With quick movements, she sketched out the remainder of her early childhood, the abusive foster parent, who had really been the last moment in a series of moments that had been a family struggling to deal with a child who was too damaged to be easily understood and hadn't been able to effectively communicate even if she had known what it was she wanted to say. Jubilee hadn't forgiven that abuse, she never would but she knew now that she hadn't belonged with those people, any more than she'd belonged in the mall or really any of the places she'd been since then.

Even the mansion and China had only been stops on the road, places to tryand find herself, attempts to find a family or a home where she felt wanted. She'd found some of what she wanted, but not all of it, it was only after China that she'd realised that it wasn't anything she was going to find until she could know that she deserved it. She would always find a reason to move on, or a way to screw up, that no matter how fast she ran, she couldn't run from herself.

"I am who I am, there's no running from that," she wrote finally, at peace if not unbroken.

"And that is something all too many people never come to accept", he said quietly.  "Even therapy can only help us to come to terms with what has happened in our lives and how it has changed us, not change us back.  I wish life had been happier for you, but it is what it is and I rather like the person you are."

"I rather like the person I am now too," Jubilee wrote, before leaning back and closing her eyes finally.

She was feeling tired finally, enough that she might even be able to get a few hours sleep.
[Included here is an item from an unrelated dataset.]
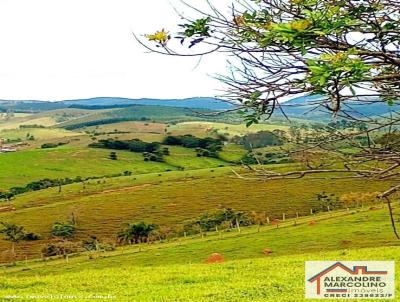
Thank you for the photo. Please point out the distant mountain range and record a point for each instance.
(302, 107)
If there was anything she'd learnt, it was to take the time to rest when you could.

"I have been told I make a very good pillow", Kurt offered.  "If you want to stay where you are.  I think it must be the fur."

She turned the uninjured side of her face into his shoulder, patting his hand in the affirmative before settling down again, if he was okay with her using him as a pillow, she wasn't about to argue. Not only was he warmer than the cold ground, but his fur was most definitely a lot softer.

He wrapped his tail around her waist, careful not to press bruised flesh or cracked ribs too hard, as a means of keeping her upright in her sleep along with the arm around her shoulders.  "Sleep and heal, Jubilee.  Tomorrow will be a busy day."